Many wilderness advocates, scientists, and public land experts and professionals have recognized, for decades now, the growing problem of too much recreation use in Wilderness. Howard Zahniser, the Wilderness Act’s author, recognized the purpose of the Wilderness Act is to protect Wilderness, not establish any particular use. As far back as 1956 he warned the threat “from development for recreation,” which applies to overbuilt trails, unnecessary bridges, and other “improvements” made in Wilderness in response to demands from recreationalists. Thus, he emphasized the need for restraint in our dealing with Wilderness.
The 1978 edition of Wilderness Management, the definitive professional work on managing recreation and other human uses in Wilderness, summed it up, “There is a real danger of loving wilderness to death.” Too many visitors trample vegetation, compact soils, displace wildlife, destroy solitude, and degrade recreational experiences of those same visitors.
This is truer today than it ever was, in part due to pressures from a much larger population, but also due to our inability and unwillingness to practice restraint when, in this case, it interferes with our desired recreational activity.

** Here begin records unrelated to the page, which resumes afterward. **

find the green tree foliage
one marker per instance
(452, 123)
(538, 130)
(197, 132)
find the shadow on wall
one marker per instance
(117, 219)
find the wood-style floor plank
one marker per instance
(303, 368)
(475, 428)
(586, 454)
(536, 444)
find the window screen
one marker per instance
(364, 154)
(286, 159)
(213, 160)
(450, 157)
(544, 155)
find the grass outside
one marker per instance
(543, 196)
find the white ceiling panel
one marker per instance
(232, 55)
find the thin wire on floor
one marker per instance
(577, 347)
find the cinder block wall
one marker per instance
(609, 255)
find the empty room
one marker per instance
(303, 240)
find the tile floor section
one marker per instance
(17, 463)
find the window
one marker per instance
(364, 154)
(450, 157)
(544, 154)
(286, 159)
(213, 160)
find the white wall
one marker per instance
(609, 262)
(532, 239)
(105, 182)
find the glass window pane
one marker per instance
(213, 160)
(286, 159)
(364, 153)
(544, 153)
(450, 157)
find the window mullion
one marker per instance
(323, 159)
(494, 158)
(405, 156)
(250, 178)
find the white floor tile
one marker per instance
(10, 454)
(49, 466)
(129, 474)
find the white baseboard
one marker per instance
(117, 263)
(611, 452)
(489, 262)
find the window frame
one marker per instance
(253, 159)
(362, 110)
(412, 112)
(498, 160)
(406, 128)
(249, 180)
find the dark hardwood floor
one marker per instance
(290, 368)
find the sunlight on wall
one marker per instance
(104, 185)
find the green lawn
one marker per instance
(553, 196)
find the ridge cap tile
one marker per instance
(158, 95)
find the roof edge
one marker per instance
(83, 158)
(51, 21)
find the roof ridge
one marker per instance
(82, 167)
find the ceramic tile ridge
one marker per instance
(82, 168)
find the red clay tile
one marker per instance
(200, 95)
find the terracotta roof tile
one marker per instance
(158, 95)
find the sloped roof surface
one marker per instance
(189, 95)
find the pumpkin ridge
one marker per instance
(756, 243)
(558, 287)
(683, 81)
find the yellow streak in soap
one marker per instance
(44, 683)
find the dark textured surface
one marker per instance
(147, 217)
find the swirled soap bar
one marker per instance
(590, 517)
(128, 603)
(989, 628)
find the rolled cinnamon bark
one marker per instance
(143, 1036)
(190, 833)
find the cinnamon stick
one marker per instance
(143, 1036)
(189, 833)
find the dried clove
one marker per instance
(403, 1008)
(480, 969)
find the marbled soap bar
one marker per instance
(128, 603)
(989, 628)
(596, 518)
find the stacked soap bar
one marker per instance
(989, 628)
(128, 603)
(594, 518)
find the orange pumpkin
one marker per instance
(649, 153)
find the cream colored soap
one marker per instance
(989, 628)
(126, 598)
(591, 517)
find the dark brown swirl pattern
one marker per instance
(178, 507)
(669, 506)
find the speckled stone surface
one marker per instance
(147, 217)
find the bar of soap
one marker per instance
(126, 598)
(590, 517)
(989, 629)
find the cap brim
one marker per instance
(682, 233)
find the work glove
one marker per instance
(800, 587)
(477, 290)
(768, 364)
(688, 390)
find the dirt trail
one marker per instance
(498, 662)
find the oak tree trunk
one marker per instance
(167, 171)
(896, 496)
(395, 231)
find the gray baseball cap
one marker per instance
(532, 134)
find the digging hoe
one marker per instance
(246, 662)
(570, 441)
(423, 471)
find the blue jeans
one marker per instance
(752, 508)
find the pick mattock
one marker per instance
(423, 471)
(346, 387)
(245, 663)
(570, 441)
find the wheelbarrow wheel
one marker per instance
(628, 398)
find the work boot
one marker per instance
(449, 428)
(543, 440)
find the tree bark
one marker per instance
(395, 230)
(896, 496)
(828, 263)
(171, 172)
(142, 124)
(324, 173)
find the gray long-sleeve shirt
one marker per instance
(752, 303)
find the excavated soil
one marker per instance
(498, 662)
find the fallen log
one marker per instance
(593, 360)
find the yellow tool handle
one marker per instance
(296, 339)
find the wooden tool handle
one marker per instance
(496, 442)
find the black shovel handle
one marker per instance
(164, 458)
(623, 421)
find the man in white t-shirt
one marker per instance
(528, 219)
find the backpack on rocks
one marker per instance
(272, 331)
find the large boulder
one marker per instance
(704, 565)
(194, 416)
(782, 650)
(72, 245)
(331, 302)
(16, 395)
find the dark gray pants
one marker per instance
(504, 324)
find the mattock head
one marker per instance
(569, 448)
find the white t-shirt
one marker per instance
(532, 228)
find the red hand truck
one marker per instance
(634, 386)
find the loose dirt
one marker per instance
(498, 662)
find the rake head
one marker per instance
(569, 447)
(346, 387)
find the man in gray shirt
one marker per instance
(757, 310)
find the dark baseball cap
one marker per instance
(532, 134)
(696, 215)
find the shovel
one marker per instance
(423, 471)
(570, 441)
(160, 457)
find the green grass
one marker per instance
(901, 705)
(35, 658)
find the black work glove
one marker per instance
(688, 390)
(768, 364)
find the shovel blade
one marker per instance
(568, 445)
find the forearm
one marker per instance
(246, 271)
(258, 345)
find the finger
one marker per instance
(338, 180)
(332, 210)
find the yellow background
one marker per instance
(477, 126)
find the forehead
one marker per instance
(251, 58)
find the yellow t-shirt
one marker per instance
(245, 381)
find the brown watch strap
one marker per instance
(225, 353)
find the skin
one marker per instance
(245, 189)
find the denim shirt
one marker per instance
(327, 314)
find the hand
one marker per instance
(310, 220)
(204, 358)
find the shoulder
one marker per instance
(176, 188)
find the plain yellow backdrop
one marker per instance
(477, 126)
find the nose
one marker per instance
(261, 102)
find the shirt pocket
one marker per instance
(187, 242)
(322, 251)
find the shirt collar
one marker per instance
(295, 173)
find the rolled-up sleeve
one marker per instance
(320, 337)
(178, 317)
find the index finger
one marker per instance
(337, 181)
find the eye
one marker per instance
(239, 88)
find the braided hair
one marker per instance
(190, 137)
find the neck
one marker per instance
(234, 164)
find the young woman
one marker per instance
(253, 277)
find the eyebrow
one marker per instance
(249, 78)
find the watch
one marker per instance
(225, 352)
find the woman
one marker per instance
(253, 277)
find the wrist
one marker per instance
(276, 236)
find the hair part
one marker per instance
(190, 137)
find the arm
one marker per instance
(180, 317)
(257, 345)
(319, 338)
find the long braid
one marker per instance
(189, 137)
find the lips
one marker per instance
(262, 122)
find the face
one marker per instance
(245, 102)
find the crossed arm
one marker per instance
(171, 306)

Case in point, the Bureau of Land Management (BLM) is considering allowing a 400 percent increase in daily visitors to visit the Wave, a small, fragile, and unique rock formation in the Paria Canyon-Vermillion Cliffs Wilderness, a remote place straddling the Arizona/Utah border. Due to the internet and other marketing, including marketing by BLM, that agency now claims the, “increase in public demand dramatically underscores the need to consider increasing visitor access” to this part of the Wilderness. Really?
The law requires BLM to preserve Wilderness, yet the agency is promoting excessive use that degrades it. Nearly a quarter of a million people wanted to visit that area in 2018! Does BLM seriously expect Wilderness can be preserved by allowing 96 people per day at one small feature, let alone nearly 1,000 to meet the desires of all who supposedly want to go there? What ever happened to loving wilderness to death as a management concern?
Since the Wilderness Act passed, expressing worry “that an increasing population” could overwhelm all wildlands, hence the need for the Wilderness Act, the US population has grown by 137,000,000. The authors of the Act were rightly concerned about future population growth—size and numbers matter when considering impacts to wild places and wildlife.
Wildlife too, is harmed by the lack of restraint in recreational use and numbers, and it is not just from motorized users. Recent research suggests all trail recreation displaces wildlife. One study found the sound of human voices alone, including recordings, cause wildlife to flee, stop eating, or become nervous. That study found, “Humans have supplanted large carnivores as apex predators in many systems, and similarly pervasive impacts may now result from fear of the human ‘super predator.’” Mountain lions fear our voices, even our soft voices. In another example, an elk herd in and around Vail, Colorado decreased from 1,000 to only around 50 mostly due to biking in the summer and backcountry skiing in the winter. That herd could easily disappear because of excessive recreation use.
In spite of recreational use levels that have exponentially increased on public lands, including Wilderness, since the early 1970s, there has been extensive hand-wringing by agency bureaucrats, politicians of both parties, and especially representatives of the recreation industry proclaiming a dire future for public lands due to supposed declines in outdoor recreation. Of course their answer is antithetical to the preservation of Wilderness and other wild places—more marketing, commodifying, commercial outfitting, fees, and access, all with little or no regard to impacts. Wilderness isn’t being spared.
Recent bi-partisan legislation to boost outfitting (and user fees) on public land—going by the innocuous names of the “Recreation Not Red Tape Act” or “Simplifying Outdoor Access for Recreation Act”—suggests a recreation industry-controlled future of ever increasing numbers and commodification of recreation on public land, for which we all shall be charged and for which wildness, wildlife and Wilderness will all suffer greatly. Say goodbye to the outstanding opportunities for solitude.
A 400 percent increase in use, as BLM proposes in the Paria Canyon-Vermillion Cliffs Wilderness, is not good for the Wilderness, bighorn sheep in the area, or even the visitors who will have a degraded wilderness experience. For Wilderness and life forms dependent on wild country to survive, we need humility and restraint in our wildland recreation. Indeed, those same qualities will be needed if we are to survive at all.